Si attribuisce la scoperta del caffè ad un pastore yemenita del V secolo a.C, che notò da parte del suo gregge una grande passione per delle strane bacche. Il ragazzo ne parlò al priore di un convento che fece un decotto che prese il nome Kawa. Nessuno può dire dove e come sia nato, ma soprattutto come si sia diffuso. La tesi più attendibile vuole che si sia propagato nel mondo arabo grazie ai pellegrini musulmani che, non potendo consumare bevande alcoliche, scelsero il caffè per non violare i dettami del Corano. In Europa, invece, la diffusione è datata 1615, quando a Marsiglia sbarcarono i primi carichi di caffè. Per quanto riguarda il Brasile, il più grande produttore mondiale di caffè, l'arrivo della pianticella è legato alla storia d'amore tra un sergente brasiliano, in missione in Guiana nel 1727, e la moglie del governatore che regalò all'innamorato un mazzolino di fiori contenente una piantina di caffè.

La nascita di Nescafé

1867: il chimico svizzero Henri Nestlé crea l'omonima marca di alimenti a base di latte per bambini.

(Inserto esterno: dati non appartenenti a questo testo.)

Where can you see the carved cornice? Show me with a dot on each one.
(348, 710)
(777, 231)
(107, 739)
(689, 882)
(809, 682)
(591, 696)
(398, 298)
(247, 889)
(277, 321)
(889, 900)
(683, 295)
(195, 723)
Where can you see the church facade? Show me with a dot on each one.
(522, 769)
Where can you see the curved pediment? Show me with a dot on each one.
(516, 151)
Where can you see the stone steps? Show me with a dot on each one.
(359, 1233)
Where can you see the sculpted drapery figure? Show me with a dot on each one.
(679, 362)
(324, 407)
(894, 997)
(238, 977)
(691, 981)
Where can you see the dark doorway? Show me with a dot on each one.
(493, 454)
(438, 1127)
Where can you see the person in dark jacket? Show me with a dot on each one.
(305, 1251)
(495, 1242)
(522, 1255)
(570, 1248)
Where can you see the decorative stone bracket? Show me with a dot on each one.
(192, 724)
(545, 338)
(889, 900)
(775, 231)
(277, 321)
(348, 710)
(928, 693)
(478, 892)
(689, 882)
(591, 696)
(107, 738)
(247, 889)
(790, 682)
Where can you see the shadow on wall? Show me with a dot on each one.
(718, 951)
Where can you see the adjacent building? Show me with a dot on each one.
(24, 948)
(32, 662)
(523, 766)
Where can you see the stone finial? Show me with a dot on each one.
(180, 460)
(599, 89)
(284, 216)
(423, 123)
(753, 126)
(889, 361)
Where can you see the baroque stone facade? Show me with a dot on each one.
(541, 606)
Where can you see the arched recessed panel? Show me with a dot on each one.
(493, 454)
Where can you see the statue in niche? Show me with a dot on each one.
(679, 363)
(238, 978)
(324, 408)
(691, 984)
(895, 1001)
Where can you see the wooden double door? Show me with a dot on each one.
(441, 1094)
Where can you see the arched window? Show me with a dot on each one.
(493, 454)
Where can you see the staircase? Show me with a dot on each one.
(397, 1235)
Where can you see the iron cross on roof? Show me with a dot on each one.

Nei primi anni '30, a causa delle eccedenze di produzione, gli industriali del settore bruciano milioni di tonnellate di caffè.
Il governo brasiliano, che si rende conto dell'importanza del caffè, contatta Nestlé, incaricandolo di studiare un processo che permetta di conservarlo a lungo.
Nestlé, che aveva già elaborato un procedimento per la conservazione del latte, pensa di sottoporre il caffè allo stesso processo, trasformandolo in un prodotto solubile. Compito arduo, ma dopo sette anni di ricerche, esperimenti e fallimenti, Max Morgenthaler trova la soluzione: nasce così Nescafé, il primo caffè solubile al mondo.

Alla conquista del mondo
Nell'aprile del 1938 Nescafé comincia a essere realizzato in Svizzera nello stabilimento di Orbe, e nel giro di un anno viene distribuito in Francia, Gran Bretagna, Stati Uniti e naturalmente nel Paese di origine. La sua precoce distribuzione negli Stati Uniti si dimostra essenziale per la successiva espansione mondiale.
Quando nel 1942 l'esercito americano comincia ad intervenire in tutto il mondo, infatti, i responsabili di Nescafé dislocati negli USA fanno in modo che il loro prodotto, così facile da preparare, entri a far parte della razione quotidiana del soldato americano, la famosa “Razione K”.

Su tutte le tavole
Negli Stati Uniti del dopoguerra la TV si rivela come un rivoluzionario mezzo di comunicazione, in grado di rendere davvero efficace la pubblicità.
Nescafé, utilizzando questo nuovo strumento, diventa in poco tempo la base della colazione di milioni di persone.
Nel 1952 viene eliminato lo zucchero presente nel prodotto e così Nescafé diviene caffè al 100%.
È datato invece 1954 il lancio di Nescafé decaffeinato, che riscosse uno straordinario successo.

Nescafè e il sociale
La situazione attuale della produzione di caffè
Oggi la cultura internazionale del caffè ha trasformato una commodity in un fenomeno di costume e le marche di caffè, prima fra tutte Nescafé, stanno diventando delle icone mondiali. Nel frattempo in Africa, America Latina e Asia molti coltivatori si trovano in una situazione difficile: negli ultimi anni il crollo dei prezzi del caffè verde è stato talmente costante da trasformare in un incubo quello che per alcuni rappresentava la speranza di una vita migliore. Al caffè è legata la vita di ben 25 milioni di persone, la stragrande maggioranza piccoli proprietari terrieri di Paesi in via di sviluppo. Uno dei modi per venire incontro ai coltivatori è accorciare la filiera del caffè, attraverso il commercio equo e solidale. Nescafé è il maggior acquirente di caffè verde del settore e copre il 14% del suo fabbisogno (110.000 tonnellate) attraverso questo canale.